Tuesday, September 13, 2016

"But just to reassure my colleague, I note that I do not now nor have I ever lived in fear that the Sentencing Commission might issue a “nonsensical guideline about ‘cheese.’”

That was Judge Rosenbaum, referring to Judge Pryor's opinion respecting the denial of en banc review in the big Matchett case. (She says this footnote referring to that sentence: "Now, that is a sentence I never imagined I would write in an opinion.")

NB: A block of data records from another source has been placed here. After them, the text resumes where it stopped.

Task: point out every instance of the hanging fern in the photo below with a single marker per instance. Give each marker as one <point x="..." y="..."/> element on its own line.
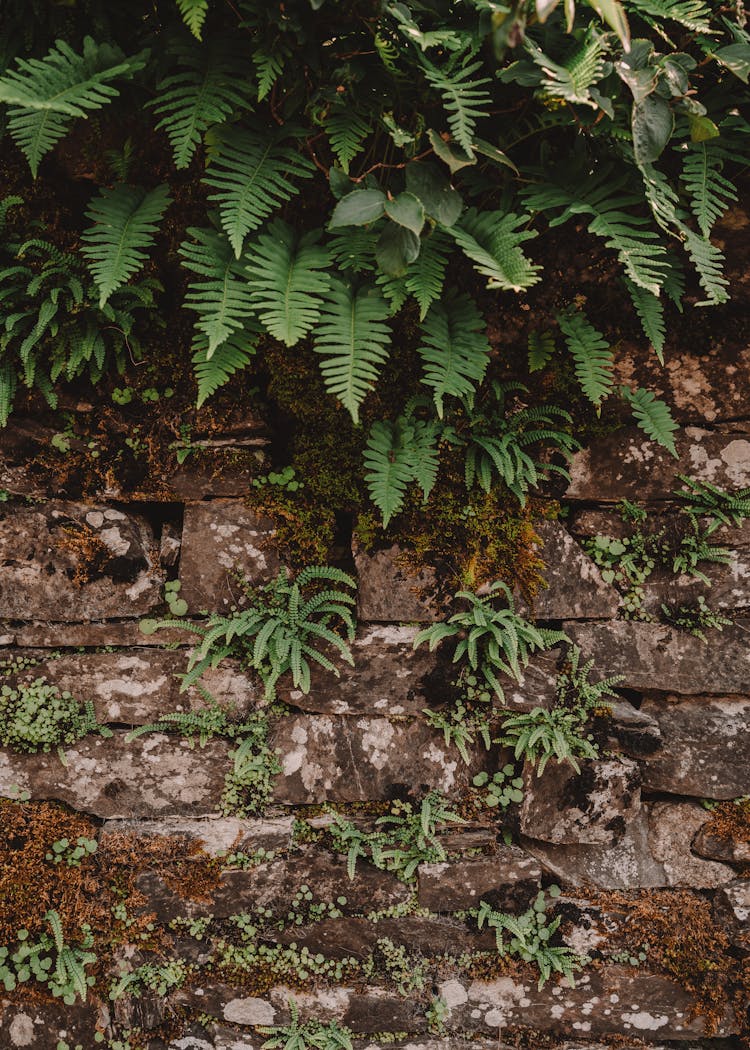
<point x="652" y="416"/>
<point x="464" y="98"/>
<point x="252" y="176"/>
<point x="491" y="239"/>
<point x="285" y="280"/>
<point x="221" y="297"/>
<point x="193" y="15"/>
<point x="209" y="87"/>
<point x="125" y="221"/>
<point x="591" y="354"/>
<point x="455" y="351"/>
<point x="45" y="95"/>
<point x="353" y="341"/>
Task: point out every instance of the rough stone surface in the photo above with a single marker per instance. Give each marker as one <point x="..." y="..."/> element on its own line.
<point x="389" y="591"/>
<point x="155" y="775"/>
<point x="701" y="733"/>
<point x="352" y="759"/>
<point x="508" y="879"/>
<point x="627" y="465"/>
<point x="45" y="557"/>
<point x="594" y="805"/>
<point x="672" y="828"/>
<point x="610" y="1001"/>
<point x="220" y="538"/>
<point x="575" y="586"/>
<point x="653" y="656"/>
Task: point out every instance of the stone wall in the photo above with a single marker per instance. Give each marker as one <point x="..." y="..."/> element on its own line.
<point x="651" y="867"/>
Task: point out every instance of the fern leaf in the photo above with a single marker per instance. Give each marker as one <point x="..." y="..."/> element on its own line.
<point x="193" y="15"/>
<point x="710" y="191"/>
<point x="125" y="221"/>
<point x="214" y="370"/>
<point x="347" y="132"/>
<point x="222" y="297"/>
<point x="464" y="99"/>
<point x="455" y="351"/>
<point x="541" y="348"/>
<point x="652" y="416"/>
<point x="692" y="14"/>
<point x="286" y="286"/>
<point x="353" y="340"/>
<point x="650" y="310"/>
<point x="252" y="176"/>
<point x="491" y="239"/>
<point x="44" y="95"/>
<point x="206" y="91"/>
<point x="389" y="462"/>
<point x="591" y="354"/>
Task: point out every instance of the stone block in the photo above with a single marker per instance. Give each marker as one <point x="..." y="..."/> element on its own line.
<point x="71" y="562"/>
<point x="627" y="465"/>
<point x="221" y="538"/>
<point x="506" y="880"/>
<point x="594" y="805"/>
<point x="652" y="656"/>
<point x="706" y="749"/>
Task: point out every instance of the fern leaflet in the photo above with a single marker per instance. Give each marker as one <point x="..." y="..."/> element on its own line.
<point x="353" y="340"/>
<point x="251" y="175"/>
<point x="44" y="95"/>
<point x="125" y="221"/>
<point x="652" y="416"/>
<point x="205" y="92"/>
<point x="591" y="354"/>
<point x="491" y="239"/>
<point x="285" y="280"/>
<point x="222" y="297"/>
<point x="455" y="351"/>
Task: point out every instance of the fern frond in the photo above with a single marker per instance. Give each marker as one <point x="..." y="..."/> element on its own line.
<point x="454" y="350"/>
<point x="491" y="239"/>
<point x="215" y="369"/>
<point x="222" y="297"/>
<point x="692" y="14"/>
<point x="710" y="191"/>
<point x="125" y="221"/>
<point x="209" y="87"/>
<point x="464" y="99"/>
<point x="353" y="341"/>
<point x="44" y="95"/>
<point x="252" y="175"/>
<point x="650" y="310"/>
<point x="591" y="354"/>
<point x="347" y="132"/>
<point x="193" y="15"/>
<point x="652" y="416"/>
<point x="286" y="282"/>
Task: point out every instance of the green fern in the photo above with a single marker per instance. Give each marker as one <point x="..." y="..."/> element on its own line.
<point x="206" y="91"/>
<point x="491" y="239"/>
<point x="464" y="98"/>
<point x="455" y="351"/>
<point x="591" y="354"/>
<point x="652" y="416"/>
<point x="650" y="310"/>
<point x="347" y="132"/>
<point x="45" y="95"/>
<point x="193" y="15"/>
<point x="221" y="297"/>
<point x="125" y="221"/>
<point x="353" y="341"/>
<point x="541" y="348"/>
<point x="252" y="176"/>
<point x="285" y="280"/>
<point x="215" y="369"/>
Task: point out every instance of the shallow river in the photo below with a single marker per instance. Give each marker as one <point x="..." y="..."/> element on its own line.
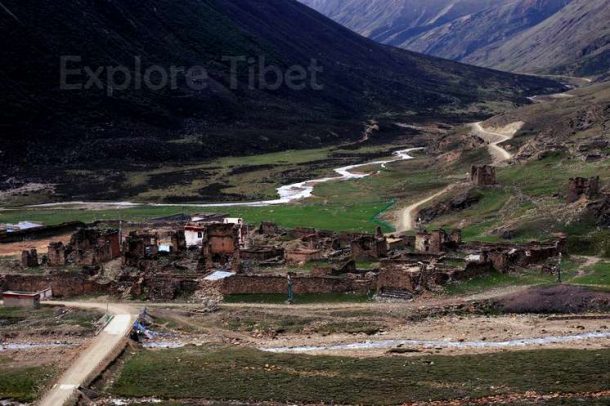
<point x="287" y="193"/>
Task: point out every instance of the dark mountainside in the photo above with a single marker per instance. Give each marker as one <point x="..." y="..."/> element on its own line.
<point x="535" y="36"/>
<point x="46" y="128"/>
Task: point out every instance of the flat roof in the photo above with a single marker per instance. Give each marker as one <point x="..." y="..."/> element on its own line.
<point x="20" y="294"/>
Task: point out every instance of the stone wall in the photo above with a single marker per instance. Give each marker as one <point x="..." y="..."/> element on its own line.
<point x="483" y="175"/>
<point x="245" y="284"/>
<point x="64" y="285"/>
<point x="578" y="187"/>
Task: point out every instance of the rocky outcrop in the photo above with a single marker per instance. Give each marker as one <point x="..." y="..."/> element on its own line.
<point x="460" y="202"/>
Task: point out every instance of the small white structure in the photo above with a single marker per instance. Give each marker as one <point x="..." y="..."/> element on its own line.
<point x="22" y="225"/>
<point x="194" y="234"/>
<point x="243" y="231"/>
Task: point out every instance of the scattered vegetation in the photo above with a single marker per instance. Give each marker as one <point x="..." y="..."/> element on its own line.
<point x="23" y="384"/>
<point x="241" y="374"/>
<point x="305" y="298"/>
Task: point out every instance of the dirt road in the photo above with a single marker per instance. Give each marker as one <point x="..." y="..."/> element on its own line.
<point x="495" y="138"/>
<point x="104" y="346"/>
<point x="407" y="216"/>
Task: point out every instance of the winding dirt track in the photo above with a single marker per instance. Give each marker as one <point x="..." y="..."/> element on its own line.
<point x="407" y="216"/>
<point x="495" y="138"/>
<point x="108" y="343"/>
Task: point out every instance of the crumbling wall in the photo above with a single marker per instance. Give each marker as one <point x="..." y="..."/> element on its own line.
<point x="246" y="284"/>
<point x="369" y="247"/>
<point x="483" y="175"/>
<point x="63" y="284"/>
<point x="579" y="187"/>
<point x="29" y="259"/>
<point x="56" y="256"/>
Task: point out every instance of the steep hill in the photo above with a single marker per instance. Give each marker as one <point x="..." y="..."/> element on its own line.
<point x="535" y="36"/>
<point x="574" y="41"/>
<point x="46" y="126"/>
<point x="475" y="33"/>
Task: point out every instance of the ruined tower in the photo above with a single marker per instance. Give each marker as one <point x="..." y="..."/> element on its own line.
<point x="483" y="175"/>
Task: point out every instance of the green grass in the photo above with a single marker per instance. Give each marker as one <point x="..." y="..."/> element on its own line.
<point x="50" y="317"/>
<point x="23" y="384"/>
<point x="248" y="375"/>
<point x="598" y="275"/>
<point x="497" y="280"/>
<point x="305" y="298"/>
<point x="359" y="217"/>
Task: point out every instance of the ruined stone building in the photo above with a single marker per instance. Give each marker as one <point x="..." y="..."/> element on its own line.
<point x="29" y="259"/>
<point x="56" y="255"/>
<point x="91" y="246"/>
<point x="437" y="241"/>
<point x="579" y="187"/>
<point x="221" y="245"/>
<point x="269" y="229"/>
<point x="194" y="234"/>
<point x="139" y="246"/>
<point x="369" y="247"/>
<point x="483" y="175"/>
<point x="303" y="255"/>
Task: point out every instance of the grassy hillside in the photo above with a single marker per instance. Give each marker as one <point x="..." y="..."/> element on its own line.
<point x="256" y="376"/>
<point x="574" y="41"/>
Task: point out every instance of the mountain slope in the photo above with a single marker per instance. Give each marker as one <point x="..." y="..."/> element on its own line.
<point x="535" y="36"/>
<point x="574" y="41"/>
<point x="46" y="126"/>
<point x="396" y="22"/>
<point x="475" y="33"/>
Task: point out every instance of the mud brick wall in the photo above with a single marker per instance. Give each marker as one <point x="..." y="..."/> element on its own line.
<point x="243" y="284"/>
<point x="64" y="285"/>
<point x="397" y="279"/>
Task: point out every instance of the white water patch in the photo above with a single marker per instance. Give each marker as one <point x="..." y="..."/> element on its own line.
<point x="287" y="194"/>
<point x="371" y="345"/>
<point x="163" y="344"/>
<point x="30" y="346"/>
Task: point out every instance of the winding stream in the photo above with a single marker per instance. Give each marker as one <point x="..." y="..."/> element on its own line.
<point x="371" y="345"/>
<point x="287" y="194"/>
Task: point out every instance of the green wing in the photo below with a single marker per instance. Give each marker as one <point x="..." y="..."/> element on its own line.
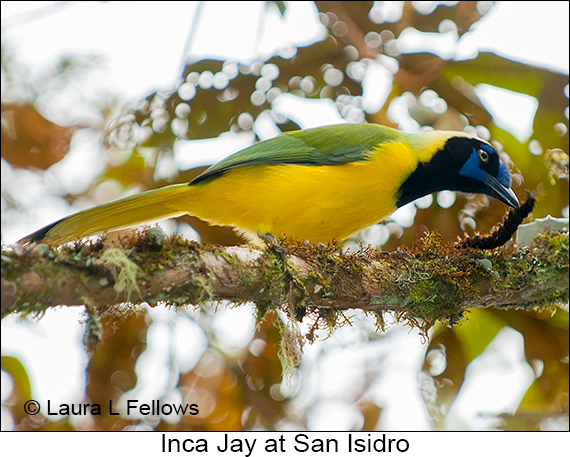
<point x="329" y="145"/>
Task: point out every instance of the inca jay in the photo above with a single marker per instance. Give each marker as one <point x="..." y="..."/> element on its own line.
<point x="318" y="184"/>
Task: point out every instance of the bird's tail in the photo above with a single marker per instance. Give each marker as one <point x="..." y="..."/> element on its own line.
<point x="126" y="212"/>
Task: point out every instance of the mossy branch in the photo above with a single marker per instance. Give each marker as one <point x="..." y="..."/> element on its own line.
<point x="433" y="280"/>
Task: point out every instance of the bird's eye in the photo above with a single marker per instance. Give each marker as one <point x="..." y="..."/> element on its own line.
<point x="483" y="155"/>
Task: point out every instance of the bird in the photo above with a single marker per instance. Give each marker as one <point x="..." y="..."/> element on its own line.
<point x="314" y="185"/>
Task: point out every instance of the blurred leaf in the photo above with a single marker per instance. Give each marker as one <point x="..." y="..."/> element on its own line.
<point x="111" y="370"/>
<point x="29" y="140"/>
<point x="21" y="390"/>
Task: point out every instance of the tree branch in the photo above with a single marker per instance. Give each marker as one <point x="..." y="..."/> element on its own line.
<point x="434" y="280"/>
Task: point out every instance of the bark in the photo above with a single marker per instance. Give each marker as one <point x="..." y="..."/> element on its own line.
<point x="433" y="280"/>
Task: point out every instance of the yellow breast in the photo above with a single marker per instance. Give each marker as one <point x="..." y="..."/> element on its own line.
<point x="315" y="203"/>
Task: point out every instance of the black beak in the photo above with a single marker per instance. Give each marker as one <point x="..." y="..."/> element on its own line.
<point x="501" y="192"/>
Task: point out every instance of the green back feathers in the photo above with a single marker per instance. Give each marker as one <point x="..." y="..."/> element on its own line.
<point x="329" y="145"/>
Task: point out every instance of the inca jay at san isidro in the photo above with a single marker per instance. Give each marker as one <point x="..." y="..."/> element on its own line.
<point x="318" y="184"/>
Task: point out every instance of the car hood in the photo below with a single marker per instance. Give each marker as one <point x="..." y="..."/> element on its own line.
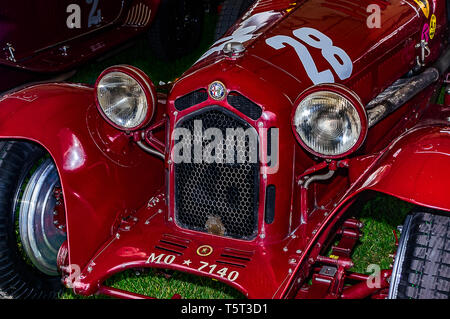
<point x="295" y="46"/>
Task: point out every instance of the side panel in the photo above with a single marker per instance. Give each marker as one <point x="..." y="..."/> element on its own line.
<point x="415" y="167"/>
<point x="99" y="182"/>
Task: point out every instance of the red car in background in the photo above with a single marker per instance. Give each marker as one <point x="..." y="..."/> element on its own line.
<point x="41" y="40"/>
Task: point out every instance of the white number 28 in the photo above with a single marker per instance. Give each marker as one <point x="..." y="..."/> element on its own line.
<point x="336" y="57"/>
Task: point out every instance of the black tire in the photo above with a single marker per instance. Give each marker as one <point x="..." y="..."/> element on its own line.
<point x="231" y="11"/>
<point x="18" y="278"/>
<point x="177" y="29"/>
<point x="422" y="265"/>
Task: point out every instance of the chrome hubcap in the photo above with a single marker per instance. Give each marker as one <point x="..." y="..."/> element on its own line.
<point x="40" y="237"/>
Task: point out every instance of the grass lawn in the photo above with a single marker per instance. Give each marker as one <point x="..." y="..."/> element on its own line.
<point x="380" y="216"/>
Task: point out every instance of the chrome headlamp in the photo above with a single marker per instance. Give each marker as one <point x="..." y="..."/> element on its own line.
<point x="125" y="97"/>
<point x="330" y="121"/>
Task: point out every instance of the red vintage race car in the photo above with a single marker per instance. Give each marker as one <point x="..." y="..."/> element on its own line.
<point x="250" y="169"/>
<point x="42" y="41"/>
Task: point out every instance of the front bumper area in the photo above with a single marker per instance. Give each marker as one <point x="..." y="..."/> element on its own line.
<point x="148" y="239"/>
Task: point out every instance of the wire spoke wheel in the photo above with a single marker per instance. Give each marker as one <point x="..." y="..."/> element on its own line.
<point x="40" y="237"/>
<point x="29" y="235"/>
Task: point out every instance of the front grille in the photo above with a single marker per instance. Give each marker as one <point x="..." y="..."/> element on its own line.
<point x="218" y="198"/>
<point x="191" y="99"/>
<point x="244" y="105"/>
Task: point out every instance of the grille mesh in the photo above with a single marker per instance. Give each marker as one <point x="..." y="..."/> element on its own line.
<point x="244" y="105"/>
<point x="219" y="198"/>
<point x="191" y="99"/>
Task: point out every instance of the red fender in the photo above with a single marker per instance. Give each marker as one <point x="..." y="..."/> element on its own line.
<point x="416" y="166"/>
<point x="101" y="180"/>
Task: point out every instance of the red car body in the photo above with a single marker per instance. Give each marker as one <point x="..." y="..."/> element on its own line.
<point x="119" y="201"/>
<point x="40" y="39"/>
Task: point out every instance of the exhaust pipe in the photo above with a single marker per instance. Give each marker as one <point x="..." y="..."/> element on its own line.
<point x="404" y="90"/>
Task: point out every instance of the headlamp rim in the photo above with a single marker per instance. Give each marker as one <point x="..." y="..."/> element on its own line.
<point x="346" y="93"/>
<point x="146" y="85"/>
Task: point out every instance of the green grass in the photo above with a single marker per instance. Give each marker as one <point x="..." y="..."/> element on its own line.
<point x="381" y="215"/>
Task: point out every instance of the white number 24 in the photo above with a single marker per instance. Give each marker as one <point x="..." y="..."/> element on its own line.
<point x="314" y="38"/>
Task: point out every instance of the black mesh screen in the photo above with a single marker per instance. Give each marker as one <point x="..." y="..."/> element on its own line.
<point x="191" y="99"/>
<point x="244" y="105"/>
<point x="219" y="198"/>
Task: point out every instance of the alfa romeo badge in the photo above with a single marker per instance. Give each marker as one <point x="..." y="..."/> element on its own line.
<point x="217" y="91"/>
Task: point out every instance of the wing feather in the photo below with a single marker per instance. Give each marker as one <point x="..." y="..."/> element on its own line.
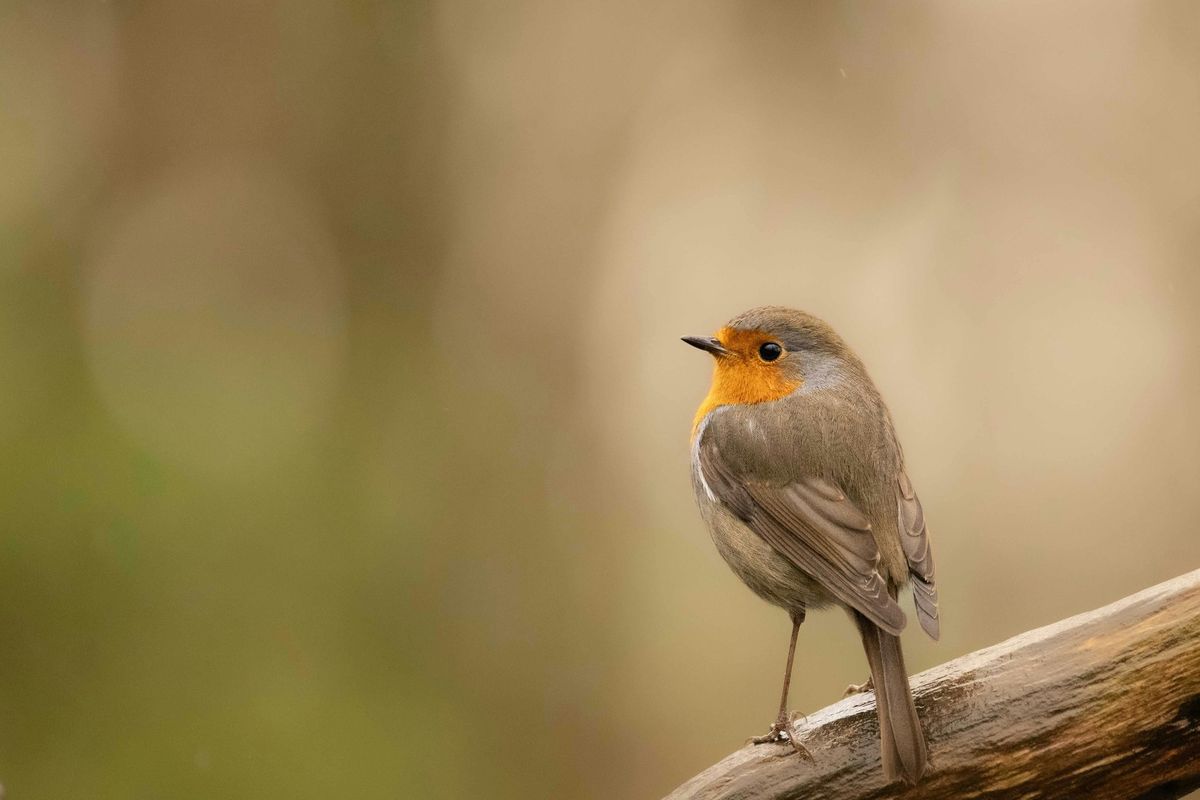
<point x="915" y="539"/>
<point x="813" y="524"/>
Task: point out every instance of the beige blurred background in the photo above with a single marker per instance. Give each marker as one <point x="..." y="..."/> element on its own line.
<point x="343" y="416"/>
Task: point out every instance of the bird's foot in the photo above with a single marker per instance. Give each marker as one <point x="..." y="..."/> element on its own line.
<point x="858" y="689"/>
<point x="783" y="732"/>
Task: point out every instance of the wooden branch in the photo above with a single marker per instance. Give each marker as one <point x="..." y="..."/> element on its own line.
<point x="1105" y="704"/>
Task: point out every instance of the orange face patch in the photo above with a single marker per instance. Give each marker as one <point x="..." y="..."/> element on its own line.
<point x="742" y="377"/>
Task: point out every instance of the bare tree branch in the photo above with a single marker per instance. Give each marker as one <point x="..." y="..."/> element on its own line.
<point x="1105" y="704"/>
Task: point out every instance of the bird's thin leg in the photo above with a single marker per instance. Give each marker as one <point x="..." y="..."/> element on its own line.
<point x="781" y="729"/>
<point x="787" y="673"/>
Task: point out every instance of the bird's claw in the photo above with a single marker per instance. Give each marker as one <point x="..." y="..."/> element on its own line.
<point x="781" y="732"/>
<point x="858" y="689"/>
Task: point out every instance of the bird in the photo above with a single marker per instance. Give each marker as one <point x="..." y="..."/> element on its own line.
<point x="802" y="483"/>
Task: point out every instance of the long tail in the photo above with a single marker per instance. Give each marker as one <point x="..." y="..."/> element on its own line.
<point x="900" y="735"/>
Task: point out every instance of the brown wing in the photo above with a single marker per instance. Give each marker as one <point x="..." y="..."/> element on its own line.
<point x="814" y="525"/>
<point x="915" y="540"/>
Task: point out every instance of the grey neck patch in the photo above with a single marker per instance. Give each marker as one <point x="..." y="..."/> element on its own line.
<point x="821" y="371"/>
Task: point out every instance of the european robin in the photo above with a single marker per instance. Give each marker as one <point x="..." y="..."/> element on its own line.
<point x="802" y="483"/>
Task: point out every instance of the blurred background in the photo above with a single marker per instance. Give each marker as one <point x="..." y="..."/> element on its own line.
<point x="343" y="419"/>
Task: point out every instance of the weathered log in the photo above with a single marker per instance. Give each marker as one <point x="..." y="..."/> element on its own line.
<point x="1105" y="704"/>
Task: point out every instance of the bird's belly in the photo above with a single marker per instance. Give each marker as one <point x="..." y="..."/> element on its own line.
<point x="760" y="566"/>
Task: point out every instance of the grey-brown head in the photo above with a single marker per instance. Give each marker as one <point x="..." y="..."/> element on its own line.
<point x="765" y="350"/>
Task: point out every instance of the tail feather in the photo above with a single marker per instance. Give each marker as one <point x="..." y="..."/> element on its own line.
<point x="901" y="739"/>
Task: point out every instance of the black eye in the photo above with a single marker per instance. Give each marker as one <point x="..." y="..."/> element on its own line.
<point x="769" y="352"/>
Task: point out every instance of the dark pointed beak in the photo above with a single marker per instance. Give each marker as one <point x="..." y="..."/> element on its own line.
<point x="707" y="343"/>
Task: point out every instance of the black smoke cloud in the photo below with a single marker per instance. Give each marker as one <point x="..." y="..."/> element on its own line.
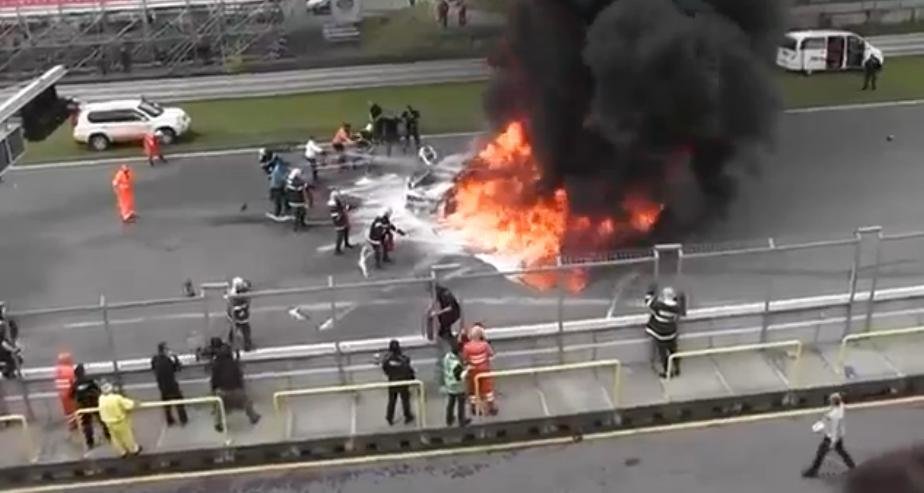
<point x="611" y="90"/>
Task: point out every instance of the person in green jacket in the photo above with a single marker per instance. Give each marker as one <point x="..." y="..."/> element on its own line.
<point x="454" y="387"/>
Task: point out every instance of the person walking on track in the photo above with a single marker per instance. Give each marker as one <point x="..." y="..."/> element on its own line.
<point x="832" y="426"/>
<point x="123" y="184"/>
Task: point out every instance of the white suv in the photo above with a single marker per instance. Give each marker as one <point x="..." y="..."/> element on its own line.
<point x="101" y="124"/>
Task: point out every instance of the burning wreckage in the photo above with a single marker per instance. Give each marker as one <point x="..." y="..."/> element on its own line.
<point x="614" y="120"/>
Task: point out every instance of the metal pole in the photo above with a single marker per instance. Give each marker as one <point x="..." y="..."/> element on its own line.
<point x="333" y="306"/>
<point x="871" y="301"/>
<point x="206" y="316"/>
<point x="561" y="314"/>
<point x="854" y="273"/>
<point x="111" y="338"/>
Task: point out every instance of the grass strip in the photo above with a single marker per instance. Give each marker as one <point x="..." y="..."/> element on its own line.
<point x="444" y="107"/>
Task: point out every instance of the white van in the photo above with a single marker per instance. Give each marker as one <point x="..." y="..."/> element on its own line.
<point x="101" y="124"/>
<point x="818" y="51"/>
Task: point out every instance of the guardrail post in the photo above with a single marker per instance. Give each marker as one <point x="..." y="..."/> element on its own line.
<point x="871" y="301"/>
<point x="855" y="272"/>
<point x="206" y="316"/>
<point x="561" y="312"/>
<point x="110" y="337"/>
<point x="768" y="296"/>
<point x="339" y="357"/>
<point x="333" y="309"/>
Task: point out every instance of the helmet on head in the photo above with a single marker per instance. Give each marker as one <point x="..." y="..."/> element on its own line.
<point x="668" y="294"/>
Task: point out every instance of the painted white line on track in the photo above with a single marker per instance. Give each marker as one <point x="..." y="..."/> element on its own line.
<point x="231" y="152"/>
<point x="185" y="155"/>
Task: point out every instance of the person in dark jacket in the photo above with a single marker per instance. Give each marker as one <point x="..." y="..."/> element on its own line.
<point x="665" y="310"/>
<point x="397" y="367"/>
<point x="447" y="311"/>
<point x="228" y="384"/>
<point x="411" y="119"/>
<point x="10" y="351"/>
<point x="166" y="365"/>
<point x="871" y="68"/>
<point x="86" y="392"/>
<point x="340" y="217"/>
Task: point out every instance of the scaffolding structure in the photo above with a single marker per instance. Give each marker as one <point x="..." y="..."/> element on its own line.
<point x="107" y="36"/>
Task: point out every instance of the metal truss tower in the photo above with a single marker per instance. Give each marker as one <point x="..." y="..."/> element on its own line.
<point x="153" y="36"/>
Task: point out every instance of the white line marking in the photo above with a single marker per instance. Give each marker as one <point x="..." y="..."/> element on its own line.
<point x="185" y="155"/>
<point x="230" y="152"/>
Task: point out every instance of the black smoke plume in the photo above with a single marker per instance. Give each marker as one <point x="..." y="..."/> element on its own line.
<point x="640" y="96"/>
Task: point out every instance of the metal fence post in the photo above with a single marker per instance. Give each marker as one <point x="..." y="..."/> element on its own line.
<point x="871" y="301"/>
<point x="111" y="339"/>
<point x="333" y="309"/>
<point x="561" y="313"/>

Lots to digest in the 88 pages of opinions, but Rosenbaum vs. Pryor is fun to read.  And, of course, Martin's dissent is full of good stuff too.  But back to Rosenbaum.  Here's her footnote 3:
In fact, I would be surprised if the Sentencing Commission had reason to issue a
guideline about cheese at all. After all, the moon does not fall within the Sentencing
Commission’s jurisdiction. See Robert Nemiroff & Jerry Bonnell, Hubble Resolves Expiration Date for Green Cheese Moon, ASTRONOMY PICTURE OF THE DAY (Apr. 1, 2002), http://www.phys.ncku.edu.tw/~astrolab/mirrors/apod_e/ap020401.html (“The popular ‘Moon is made of Green Cheese’ myth can be traced back almost 500 years. It has been used historically in context to indicate a claim so clearly false that no one . . . will believe it.”); see also Treaty on Principles Governing the Activities of States in the Exploration and Use of Outer Space, Including the Moon and Other Celestial Bodies art. I, Jan. 27, 1967, 18 U.S.T. 2410 (“The exploration and use of outer space, including the moon and other celestial bodies, shall be carried out for the benefit and in the interests of all countries, irrespective of their degree of economic or scientific development, and shall be the province of all mankind.”).

More to follow.

Monday, September 12, 2016

Is "young and vivacious" the way you should be describing a law school dean?

Well, the UF Dean was not too happy about the description by the UF Law Review, but now is going to apologize for her objections:
The dean of the University of Florida's Levin College of Law, who like other lawyers is trained to weigh words with care, has created a stir with her objection to being called "young and vivacious."
An expert in feminist legal theory, Laura Rosenbury wrote a 4,000-word article for the New England Law Review that ended by recounting a banquet last fall when the male president of UF's Florida Law Review introduced Rosenbury with that description. In the article published this summer, Rosenbury said when she discussed her concern — whether a male dean of the college would be described as "vivacious" — the law review adviser responded, "But you look so much younger."
Now Rosenbury is being criticized by others connected to the Levin College of Law for such public criticism of her colleagues, who though not specifically named can be identified by their positions.
“The UF Levin College of Law and the University of Florida should be embarrassed that the Dean of their law school publicly calls out and identifies one of her own students and faculty members with the borderline slanderous accusation of sexism, against two of the most well-respected, tolerant and unprejudiced people at the school,” Michael Balducci, an alumnus and former Florida Law Review executive editor, wrote in a Facebook post.
Rosenbury said she has heard similar pushback from others.
***
Rosenbury said the last part of the article was to say she still encountered implicit gender bias as a dean, and while overt bias Frug had faced during her life has lessened with time, bias based on one’s identity still exists. In hindsight, she said she could have made the point in a way that avoided any embarrassment to the student.
“I think it’s good that people are talking about implicit bias in the legal profession,” she said. “I hope, though, that we can find more productive ways of talking about it.”
She’s been traveling the past week, but she plans to apologize to the student and faculty adviser once she’s back at UF.
“I will certainly apologize if they think I was calling them sexist,” she said. “Certainly that was not my intent, and I want to apologize for that.”